# Wanna feel stupid?



## wolfen1086 (Oct 4, 2007)

Do what I did

MT, octane, you two are gonna laugh like heck at me for this one.

Last month my fog lights on my 01 Wrangler quit, three days after I was looking at every fuse in th thing my oldest son informs me he turned of my fog lights one afternoon, well.....it didn't dawn on my what he said until the other day, I don't use them in the day time unless its a foggy day (duh). So what do I do I start by looking at every fuse again in case I missed one, they are all good at this point, so I unplug the lights and apply power to them and they work. So now on to step two (this involves beer), I remove the steering wheel cover, scared to death I'll set off the air bag, and unplug the wiring harness to the multifunction switch and I find a hot wire, and start jumping each and every wire in that plug......yea thats right........I now have all brand new fuses 

Well I found the wire that powers the fog lights, and I ran an aux switch to the dash board below the lighter. Now my lightse come on with th head lights and go off with the head lights ( I'll change that later on to the running lights) and I can turn them off or on as I please. My manual is useless, so I asked the man at the gas station he tells me its pin 17 for fog lights, well I later find its pin 14, 17 is high beams, too bad I didn't find that out BEFORE I spliced into that wire


----------



## Scottg1 (Jul 30, 2011)

I think everyone has a story kind if of like that.
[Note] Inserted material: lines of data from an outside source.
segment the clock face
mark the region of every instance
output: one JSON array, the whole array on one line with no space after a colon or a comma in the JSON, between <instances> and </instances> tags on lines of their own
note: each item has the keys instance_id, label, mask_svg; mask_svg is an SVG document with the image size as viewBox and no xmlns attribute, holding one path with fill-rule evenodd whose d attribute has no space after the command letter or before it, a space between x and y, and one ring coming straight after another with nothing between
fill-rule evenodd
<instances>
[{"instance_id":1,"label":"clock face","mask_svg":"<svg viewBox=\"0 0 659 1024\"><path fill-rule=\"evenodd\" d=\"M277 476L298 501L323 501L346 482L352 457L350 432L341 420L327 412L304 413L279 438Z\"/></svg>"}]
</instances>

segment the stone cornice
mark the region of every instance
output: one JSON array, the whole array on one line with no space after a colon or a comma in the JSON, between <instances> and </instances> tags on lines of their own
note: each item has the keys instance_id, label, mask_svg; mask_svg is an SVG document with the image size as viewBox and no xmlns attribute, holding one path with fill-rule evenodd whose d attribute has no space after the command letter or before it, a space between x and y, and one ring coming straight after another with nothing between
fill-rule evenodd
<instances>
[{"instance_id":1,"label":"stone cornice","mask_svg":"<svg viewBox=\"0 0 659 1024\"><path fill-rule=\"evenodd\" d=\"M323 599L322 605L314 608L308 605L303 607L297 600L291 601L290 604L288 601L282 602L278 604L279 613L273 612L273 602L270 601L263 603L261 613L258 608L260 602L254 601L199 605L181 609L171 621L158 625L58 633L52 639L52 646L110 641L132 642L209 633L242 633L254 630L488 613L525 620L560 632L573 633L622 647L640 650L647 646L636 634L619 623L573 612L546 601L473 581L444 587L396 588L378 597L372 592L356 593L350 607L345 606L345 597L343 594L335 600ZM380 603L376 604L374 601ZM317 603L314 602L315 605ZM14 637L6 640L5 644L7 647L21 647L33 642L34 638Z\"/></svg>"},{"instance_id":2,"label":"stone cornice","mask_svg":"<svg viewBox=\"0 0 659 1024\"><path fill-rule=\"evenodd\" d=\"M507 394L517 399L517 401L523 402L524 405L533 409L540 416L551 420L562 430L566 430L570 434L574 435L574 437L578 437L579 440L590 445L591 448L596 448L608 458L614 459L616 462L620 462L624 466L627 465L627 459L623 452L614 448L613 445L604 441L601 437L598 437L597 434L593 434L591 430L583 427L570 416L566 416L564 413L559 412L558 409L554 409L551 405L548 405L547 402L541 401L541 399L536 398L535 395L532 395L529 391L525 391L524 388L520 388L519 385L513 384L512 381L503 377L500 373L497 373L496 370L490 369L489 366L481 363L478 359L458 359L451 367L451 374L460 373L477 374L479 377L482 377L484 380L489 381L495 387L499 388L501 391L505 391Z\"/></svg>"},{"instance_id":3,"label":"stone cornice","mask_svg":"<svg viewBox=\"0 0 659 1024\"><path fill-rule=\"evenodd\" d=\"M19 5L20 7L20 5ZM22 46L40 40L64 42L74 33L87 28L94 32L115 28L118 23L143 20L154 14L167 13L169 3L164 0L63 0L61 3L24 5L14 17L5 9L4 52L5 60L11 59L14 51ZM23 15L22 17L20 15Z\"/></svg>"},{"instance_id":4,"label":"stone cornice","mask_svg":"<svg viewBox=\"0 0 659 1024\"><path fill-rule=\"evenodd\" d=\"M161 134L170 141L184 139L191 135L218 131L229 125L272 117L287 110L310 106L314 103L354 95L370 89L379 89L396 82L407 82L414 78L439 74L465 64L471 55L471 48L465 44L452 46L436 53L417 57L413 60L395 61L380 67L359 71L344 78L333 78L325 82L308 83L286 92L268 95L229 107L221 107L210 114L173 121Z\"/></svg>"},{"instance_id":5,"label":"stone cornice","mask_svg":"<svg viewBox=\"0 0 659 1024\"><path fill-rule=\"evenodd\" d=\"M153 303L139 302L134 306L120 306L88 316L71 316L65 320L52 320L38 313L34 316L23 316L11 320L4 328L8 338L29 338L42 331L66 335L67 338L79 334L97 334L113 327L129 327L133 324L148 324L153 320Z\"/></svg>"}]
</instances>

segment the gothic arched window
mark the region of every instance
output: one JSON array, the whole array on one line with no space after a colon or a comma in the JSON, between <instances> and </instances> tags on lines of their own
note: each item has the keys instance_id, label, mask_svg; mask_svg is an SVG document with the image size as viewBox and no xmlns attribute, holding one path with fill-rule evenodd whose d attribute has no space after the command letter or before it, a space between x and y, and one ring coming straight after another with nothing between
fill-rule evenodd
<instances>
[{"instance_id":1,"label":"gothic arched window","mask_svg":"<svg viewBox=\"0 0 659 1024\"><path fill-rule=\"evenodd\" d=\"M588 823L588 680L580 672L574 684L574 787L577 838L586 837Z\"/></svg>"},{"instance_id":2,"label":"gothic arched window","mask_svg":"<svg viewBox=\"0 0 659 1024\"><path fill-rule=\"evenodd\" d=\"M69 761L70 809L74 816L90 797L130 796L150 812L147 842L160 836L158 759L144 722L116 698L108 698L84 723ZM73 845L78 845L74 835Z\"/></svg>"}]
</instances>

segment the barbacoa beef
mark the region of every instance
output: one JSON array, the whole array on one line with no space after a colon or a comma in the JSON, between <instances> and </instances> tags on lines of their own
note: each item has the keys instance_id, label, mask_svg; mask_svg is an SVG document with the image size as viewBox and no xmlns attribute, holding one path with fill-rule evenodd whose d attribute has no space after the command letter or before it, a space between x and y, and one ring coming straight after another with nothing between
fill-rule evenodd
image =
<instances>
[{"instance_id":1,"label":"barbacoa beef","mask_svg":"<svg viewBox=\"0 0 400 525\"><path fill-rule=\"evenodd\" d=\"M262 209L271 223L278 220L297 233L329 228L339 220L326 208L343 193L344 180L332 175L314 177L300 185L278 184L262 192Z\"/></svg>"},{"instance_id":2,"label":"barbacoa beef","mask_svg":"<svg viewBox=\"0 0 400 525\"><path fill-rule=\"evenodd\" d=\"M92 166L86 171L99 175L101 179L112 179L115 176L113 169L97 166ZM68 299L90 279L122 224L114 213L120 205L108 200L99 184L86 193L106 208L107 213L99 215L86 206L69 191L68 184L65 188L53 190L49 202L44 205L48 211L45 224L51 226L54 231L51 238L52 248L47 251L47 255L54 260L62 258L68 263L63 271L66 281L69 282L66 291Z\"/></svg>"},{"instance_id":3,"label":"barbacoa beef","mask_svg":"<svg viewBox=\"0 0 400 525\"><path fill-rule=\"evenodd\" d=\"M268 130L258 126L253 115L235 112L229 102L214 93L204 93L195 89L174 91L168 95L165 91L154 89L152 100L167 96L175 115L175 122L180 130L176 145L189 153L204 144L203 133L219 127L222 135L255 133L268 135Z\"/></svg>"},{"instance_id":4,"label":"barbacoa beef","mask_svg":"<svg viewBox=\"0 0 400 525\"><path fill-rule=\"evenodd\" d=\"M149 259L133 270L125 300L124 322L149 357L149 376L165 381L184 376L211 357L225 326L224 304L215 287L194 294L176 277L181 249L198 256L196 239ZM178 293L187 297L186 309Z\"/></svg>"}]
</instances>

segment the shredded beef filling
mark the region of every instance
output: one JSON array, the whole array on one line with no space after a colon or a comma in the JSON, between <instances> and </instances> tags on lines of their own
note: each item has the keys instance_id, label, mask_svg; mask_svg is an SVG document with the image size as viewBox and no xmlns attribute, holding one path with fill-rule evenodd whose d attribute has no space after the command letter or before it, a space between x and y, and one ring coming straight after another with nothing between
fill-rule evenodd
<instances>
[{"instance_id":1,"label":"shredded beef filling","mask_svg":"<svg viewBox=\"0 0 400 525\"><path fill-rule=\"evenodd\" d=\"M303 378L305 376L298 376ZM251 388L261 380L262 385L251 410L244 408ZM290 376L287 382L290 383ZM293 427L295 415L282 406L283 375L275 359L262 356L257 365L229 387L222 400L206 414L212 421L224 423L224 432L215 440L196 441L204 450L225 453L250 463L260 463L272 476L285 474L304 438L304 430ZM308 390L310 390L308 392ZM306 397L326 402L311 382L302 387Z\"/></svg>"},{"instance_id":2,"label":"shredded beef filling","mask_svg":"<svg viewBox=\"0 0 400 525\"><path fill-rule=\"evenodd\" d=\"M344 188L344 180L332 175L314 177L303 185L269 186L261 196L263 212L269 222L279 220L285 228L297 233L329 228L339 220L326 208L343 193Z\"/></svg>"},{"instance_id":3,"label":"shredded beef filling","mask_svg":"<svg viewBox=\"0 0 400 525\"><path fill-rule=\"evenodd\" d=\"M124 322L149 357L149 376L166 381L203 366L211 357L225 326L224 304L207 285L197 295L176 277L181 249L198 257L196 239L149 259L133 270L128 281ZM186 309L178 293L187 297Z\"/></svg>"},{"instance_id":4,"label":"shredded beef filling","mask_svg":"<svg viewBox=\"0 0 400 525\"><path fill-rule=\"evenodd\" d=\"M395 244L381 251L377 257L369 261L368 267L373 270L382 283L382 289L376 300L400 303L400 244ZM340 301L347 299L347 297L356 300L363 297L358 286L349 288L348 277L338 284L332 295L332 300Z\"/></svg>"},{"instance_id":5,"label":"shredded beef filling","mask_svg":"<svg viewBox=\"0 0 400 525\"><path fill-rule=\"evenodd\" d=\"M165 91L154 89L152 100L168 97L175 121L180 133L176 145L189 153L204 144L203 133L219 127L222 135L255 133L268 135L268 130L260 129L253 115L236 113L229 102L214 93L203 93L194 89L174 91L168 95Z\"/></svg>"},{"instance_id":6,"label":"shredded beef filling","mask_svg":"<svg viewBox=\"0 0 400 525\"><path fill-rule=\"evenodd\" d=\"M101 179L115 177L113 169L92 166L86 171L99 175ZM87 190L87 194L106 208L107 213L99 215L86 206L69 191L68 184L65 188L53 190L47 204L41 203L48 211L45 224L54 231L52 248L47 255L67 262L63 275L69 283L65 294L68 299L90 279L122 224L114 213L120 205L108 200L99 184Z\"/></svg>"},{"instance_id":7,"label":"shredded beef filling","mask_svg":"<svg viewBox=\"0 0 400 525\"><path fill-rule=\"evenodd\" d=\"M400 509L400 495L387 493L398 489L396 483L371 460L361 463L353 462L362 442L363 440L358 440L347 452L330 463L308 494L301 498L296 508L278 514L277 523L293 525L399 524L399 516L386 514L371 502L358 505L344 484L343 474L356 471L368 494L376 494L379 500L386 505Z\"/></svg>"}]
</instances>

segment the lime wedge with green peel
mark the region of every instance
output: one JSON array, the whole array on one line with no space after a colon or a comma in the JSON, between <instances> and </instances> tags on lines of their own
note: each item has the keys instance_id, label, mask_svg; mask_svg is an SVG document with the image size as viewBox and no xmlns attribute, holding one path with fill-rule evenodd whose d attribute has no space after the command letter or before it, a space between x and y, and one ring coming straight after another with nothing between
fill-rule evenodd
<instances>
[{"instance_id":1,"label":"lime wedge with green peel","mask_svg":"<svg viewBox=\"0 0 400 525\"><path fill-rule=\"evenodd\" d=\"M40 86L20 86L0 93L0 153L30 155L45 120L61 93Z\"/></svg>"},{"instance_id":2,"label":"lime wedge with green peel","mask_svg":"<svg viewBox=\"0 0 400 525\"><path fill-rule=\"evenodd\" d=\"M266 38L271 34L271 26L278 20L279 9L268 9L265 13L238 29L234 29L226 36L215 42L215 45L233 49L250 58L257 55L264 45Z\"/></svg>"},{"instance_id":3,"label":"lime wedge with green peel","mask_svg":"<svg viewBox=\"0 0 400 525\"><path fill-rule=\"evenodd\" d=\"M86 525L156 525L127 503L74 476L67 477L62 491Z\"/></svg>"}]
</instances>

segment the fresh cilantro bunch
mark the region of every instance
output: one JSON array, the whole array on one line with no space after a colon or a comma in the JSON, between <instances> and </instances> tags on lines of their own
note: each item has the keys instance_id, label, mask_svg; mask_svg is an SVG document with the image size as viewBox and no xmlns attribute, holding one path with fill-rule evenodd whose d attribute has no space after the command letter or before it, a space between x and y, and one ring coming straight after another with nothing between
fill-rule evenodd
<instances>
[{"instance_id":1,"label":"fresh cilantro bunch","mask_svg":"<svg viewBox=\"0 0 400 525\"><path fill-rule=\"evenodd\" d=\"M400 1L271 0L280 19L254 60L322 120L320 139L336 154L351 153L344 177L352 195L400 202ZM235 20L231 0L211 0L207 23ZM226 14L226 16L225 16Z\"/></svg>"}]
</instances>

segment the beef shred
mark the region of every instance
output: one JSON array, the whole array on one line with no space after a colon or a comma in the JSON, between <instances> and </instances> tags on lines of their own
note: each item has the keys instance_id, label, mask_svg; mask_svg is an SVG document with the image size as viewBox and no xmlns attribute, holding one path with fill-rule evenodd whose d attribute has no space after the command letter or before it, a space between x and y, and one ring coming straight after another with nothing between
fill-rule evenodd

Sometimes more than one. At least you did not take it to the shop to have them tell you what it was.


----------



## wolfen1086 (Oct 4, 2007)

Yea thats only because MY Jeep is a baseline model, I looked all over Tidewater before I bought it I turned down the ones with the 4L power doors, power this power that air locking this and that, the only power that I have is power steering and power brakes 
Which makes MY Jeep only needed at the service station for state inspection


----------



## tracywilliam46 (Sep 27, 2011)

Hey wolfen1086,

I used to find someone who have problem the same i have luckily i found you...
My lights also didn't function anymore...
My question is can i used any fog lights from any car model or is there a right fog lights for a certain model and compatible to other model?
________________________


----------



## wolfen1086 (Oct 4, 2007)

On a older Jeep, like Cherokees and wranglers or before just about any fog light will work, only thing is if you have a multifunction switch, some high power fog lights might burn it out, just remember also if you install a separate switch to control the fog lights they either have go off when the high beams come on or be covered for inspection.

For lights I usually just get the Cheap 55 watt ones from walmart, they are pretty good for normal use, but for offroad you might want brighter ones. Anything brighter that the standard H2 Bulb needs its own swutch


----------